Family and friends of alum establish scholarship to “pay it forward”  

Chuanjing Xu pictured at the Morrow Plots on the UIUC campus.

In 1986, Chuanjing “Charlie” Xu (PhD, ’92) was a teaching fellow at Shanghai Normal University (SHNU), China.  That year, he also served as a translator for a visiting scholar, Dr. Larry R. Faulkner, who was a professor of chemistry at the University of Illinois Urbana-Champaign.

That chance meeting changed the course of Charlie Xu’s life when Dr. Faulkner visited SHNU again two years later and invited Dr. Xu to UIUC as a visiting fellow.  

Now, 37 years later, that life-altering invitation has prompted family and friends of Dr. Xu, who passed away in May 2020, to establish the Chuanjing Xu Memorial Scholarship in his memory. 

Ming, who is one of the family members, said it was important to family and friends to make this gift, because UIUC was instrumental in Charlie’s family being able to start a new life in America. 

“The fellowship he enjoyed, which allowed him to transition from visiting scholar to PhD student, to PhD graduate, redefined what was possible for his family. It was important to establish a scholarship in his name to ‘pass it forward,’ and see if we can help someone else the same way. We are grateful to have the opportunity to help someone else along in their journey and pursuits,” Ming said. 

Charlie began his fellowship at UIUC in February 1988 and was accepted into the chemistry PhD program in 1990 under the advisement of Dr. Faulkner. Two years later, Dr. Xu successfully defended his dissertation and earned his PhD in electro-chemistry. 

Ming said the time that Charlie spent in the PhD program at Illinois was one of the highlights of his adult life. 

“The department was an anchor and an opportunity to a whole new life. It gave him the opportunity to study what he was passionate about, with great professionals,” Ming said.  

Charlie was born in 1948, in Shanghai, China. During the turbulent years after the Chinese civil war, his father was lost to a Communist re-education camp, and he and his three siblings were raised by his mother, a schoolteacher. He began learning English and the violin in his late teenage years as simple acts of rebellion amidst the tides of the Chinese Cultural Revolution. Charlie spent his early twenties working in a Shanghainese steel mill.  

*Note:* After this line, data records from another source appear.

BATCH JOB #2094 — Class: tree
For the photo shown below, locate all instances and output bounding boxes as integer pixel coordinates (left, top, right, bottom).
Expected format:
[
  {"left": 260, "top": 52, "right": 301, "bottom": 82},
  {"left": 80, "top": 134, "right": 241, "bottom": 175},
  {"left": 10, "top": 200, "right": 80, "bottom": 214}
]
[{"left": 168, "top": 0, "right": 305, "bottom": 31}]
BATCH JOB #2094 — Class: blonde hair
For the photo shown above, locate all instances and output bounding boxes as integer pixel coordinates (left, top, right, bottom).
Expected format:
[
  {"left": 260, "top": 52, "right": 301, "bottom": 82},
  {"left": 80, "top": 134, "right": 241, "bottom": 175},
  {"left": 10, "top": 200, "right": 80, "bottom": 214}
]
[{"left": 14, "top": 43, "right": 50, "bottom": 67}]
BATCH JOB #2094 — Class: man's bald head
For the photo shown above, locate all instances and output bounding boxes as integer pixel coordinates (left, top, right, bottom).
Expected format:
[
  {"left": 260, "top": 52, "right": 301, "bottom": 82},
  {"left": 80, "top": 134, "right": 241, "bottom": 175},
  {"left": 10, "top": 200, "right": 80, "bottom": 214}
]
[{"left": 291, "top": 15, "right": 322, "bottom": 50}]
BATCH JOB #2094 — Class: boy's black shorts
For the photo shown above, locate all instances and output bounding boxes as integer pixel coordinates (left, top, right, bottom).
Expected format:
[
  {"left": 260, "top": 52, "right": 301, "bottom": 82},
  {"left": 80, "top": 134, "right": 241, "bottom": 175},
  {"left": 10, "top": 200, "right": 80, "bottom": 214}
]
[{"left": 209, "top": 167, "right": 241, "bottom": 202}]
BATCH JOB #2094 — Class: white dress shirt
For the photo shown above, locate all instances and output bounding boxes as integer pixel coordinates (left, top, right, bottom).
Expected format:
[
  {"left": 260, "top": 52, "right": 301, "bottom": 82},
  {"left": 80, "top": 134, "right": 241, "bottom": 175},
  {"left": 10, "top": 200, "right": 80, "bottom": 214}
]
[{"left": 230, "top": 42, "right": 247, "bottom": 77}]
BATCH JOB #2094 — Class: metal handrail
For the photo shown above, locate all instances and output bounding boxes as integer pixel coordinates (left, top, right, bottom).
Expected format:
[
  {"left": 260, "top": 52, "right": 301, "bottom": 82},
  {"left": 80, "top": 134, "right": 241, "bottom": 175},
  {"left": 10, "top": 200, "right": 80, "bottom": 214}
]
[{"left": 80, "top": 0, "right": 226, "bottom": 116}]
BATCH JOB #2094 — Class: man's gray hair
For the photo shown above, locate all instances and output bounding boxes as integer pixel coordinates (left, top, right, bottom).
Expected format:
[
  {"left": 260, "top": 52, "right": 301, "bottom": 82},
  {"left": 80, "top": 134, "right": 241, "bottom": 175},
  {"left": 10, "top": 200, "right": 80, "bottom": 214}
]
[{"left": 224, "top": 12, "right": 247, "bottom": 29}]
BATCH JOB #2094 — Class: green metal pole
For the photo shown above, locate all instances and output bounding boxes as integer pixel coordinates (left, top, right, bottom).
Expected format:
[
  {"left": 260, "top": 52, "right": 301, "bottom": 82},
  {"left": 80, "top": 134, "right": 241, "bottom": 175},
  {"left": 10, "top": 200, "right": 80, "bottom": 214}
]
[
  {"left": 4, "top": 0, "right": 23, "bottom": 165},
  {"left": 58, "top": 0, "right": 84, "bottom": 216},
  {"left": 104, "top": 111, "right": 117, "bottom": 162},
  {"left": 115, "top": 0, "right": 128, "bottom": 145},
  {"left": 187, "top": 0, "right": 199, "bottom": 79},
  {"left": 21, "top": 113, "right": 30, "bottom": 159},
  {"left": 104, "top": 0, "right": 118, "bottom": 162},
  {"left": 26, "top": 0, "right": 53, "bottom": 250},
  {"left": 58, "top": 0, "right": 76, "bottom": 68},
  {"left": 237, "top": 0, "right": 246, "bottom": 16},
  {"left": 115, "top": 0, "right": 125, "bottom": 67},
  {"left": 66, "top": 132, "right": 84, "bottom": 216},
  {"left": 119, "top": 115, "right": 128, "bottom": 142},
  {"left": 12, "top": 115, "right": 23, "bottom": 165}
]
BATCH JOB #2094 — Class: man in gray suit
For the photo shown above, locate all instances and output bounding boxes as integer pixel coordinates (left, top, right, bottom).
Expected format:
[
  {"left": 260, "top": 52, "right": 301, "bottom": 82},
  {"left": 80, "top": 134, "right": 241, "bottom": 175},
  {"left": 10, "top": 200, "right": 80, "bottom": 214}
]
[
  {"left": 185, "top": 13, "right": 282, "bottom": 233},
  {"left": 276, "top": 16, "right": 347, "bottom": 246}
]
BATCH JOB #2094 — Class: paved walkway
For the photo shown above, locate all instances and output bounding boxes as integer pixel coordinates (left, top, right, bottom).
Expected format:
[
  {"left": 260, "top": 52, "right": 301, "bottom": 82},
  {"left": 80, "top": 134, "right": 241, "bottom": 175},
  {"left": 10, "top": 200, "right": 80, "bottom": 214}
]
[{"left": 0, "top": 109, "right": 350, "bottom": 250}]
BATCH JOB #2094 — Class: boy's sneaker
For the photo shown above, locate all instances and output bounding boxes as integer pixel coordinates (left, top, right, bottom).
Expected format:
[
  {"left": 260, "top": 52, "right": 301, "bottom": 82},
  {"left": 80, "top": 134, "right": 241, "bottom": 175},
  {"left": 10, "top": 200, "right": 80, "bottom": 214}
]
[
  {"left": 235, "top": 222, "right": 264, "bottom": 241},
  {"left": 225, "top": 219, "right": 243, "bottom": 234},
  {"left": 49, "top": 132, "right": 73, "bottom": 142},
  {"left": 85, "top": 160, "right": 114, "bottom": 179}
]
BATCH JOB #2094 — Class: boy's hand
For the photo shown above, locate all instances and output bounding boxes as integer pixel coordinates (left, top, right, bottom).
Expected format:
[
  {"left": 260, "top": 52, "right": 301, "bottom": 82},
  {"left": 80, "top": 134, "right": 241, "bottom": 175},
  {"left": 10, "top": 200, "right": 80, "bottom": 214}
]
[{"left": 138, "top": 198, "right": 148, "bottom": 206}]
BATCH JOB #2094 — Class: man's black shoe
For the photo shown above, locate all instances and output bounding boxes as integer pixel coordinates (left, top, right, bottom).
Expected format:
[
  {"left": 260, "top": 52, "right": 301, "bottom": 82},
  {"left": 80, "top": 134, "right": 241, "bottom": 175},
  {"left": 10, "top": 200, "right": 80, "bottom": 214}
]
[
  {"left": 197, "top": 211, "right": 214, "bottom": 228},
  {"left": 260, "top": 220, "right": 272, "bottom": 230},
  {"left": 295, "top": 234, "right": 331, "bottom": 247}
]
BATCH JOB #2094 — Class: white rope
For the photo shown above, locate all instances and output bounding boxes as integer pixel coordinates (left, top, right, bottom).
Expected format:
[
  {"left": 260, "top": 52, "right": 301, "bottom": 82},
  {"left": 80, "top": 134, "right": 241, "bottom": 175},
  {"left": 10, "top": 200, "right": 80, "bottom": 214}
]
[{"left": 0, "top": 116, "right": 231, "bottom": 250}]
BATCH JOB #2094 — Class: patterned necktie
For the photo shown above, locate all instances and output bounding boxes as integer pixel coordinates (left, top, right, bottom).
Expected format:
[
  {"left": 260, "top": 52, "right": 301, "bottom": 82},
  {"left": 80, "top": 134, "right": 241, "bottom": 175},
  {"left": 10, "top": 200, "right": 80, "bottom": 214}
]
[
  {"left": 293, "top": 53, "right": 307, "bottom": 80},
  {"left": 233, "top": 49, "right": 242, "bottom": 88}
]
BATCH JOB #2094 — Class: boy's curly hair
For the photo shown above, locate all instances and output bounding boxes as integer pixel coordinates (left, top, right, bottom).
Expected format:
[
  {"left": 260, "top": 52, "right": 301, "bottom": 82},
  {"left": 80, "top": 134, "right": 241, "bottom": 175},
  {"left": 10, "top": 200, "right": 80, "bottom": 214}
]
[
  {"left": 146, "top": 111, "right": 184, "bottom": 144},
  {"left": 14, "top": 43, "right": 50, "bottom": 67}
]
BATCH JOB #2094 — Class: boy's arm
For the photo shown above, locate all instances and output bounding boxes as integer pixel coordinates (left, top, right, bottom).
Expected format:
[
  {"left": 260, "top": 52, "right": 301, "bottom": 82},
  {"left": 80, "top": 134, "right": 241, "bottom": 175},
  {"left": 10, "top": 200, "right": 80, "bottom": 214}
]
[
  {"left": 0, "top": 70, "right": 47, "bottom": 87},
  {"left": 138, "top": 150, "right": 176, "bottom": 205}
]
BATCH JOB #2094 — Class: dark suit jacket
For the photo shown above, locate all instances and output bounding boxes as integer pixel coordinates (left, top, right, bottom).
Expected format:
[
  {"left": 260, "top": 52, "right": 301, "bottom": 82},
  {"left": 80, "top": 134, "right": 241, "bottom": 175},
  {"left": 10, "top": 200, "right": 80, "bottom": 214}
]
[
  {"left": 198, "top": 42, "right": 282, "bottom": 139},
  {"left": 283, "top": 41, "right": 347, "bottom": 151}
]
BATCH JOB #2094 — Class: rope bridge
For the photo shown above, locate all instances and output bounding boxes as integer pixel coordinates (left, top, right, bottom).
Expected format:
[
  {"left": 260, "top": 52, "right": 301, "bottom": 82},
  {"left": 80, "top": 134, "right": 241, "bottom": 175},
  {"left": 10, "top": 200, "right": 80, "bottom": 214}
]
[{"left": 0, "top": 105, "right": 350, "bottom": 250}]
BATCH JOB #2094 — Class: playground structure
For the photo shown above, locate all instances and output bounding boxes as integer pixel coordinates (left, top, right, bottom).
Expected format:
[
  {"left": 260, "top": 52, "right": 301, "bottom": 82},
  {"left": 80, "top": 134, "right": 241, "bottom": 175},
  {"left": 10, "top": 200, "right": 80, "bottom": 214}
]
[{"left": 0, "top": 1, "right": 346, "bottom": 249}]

In 1977, he gained entrance to SHNU through competitive exams, graduated in 1981 with an undergraduate degree in chemistry, and was invited to remain at the university as a teaching fellow, an honor reserved for top graduates, which led to him meeting Dr. Faulkner five years later. 

Ming said Charlie was particularly grateful for his advisor, Dr. Faulkner, and for his personal and professional mentorship during and after the PhD program. 

“He also made lifelong friends through the program,” Ming said.  

After earning his PhD at Illinois, Dr. Xu did postdoctoral work at the University of New Mexico and Texas A&M University and then began his career in the private sector, working as a senior research scientist at TJ Technologies and A123 Systems, both in the Ann Arbor, Michigan, area.  

In his more than 20-year career, Dr. Xu made significant contributions to the field of high-density fuel cell research, particularly in lithium-ion batteries. He is credited as an inventor on 12 U.S. patents and on another 15 patents through the European Patent Office. 

Ming said he believes Charlie would be pleased that this gift has been established to help other students.  

“I think he would be glad to be able to help someone discover the wonders of chemistry, and this school of science’s ability to qualitatively change the human experience…for the chemist and to those who benefit from scientific discoveries,” Ming said.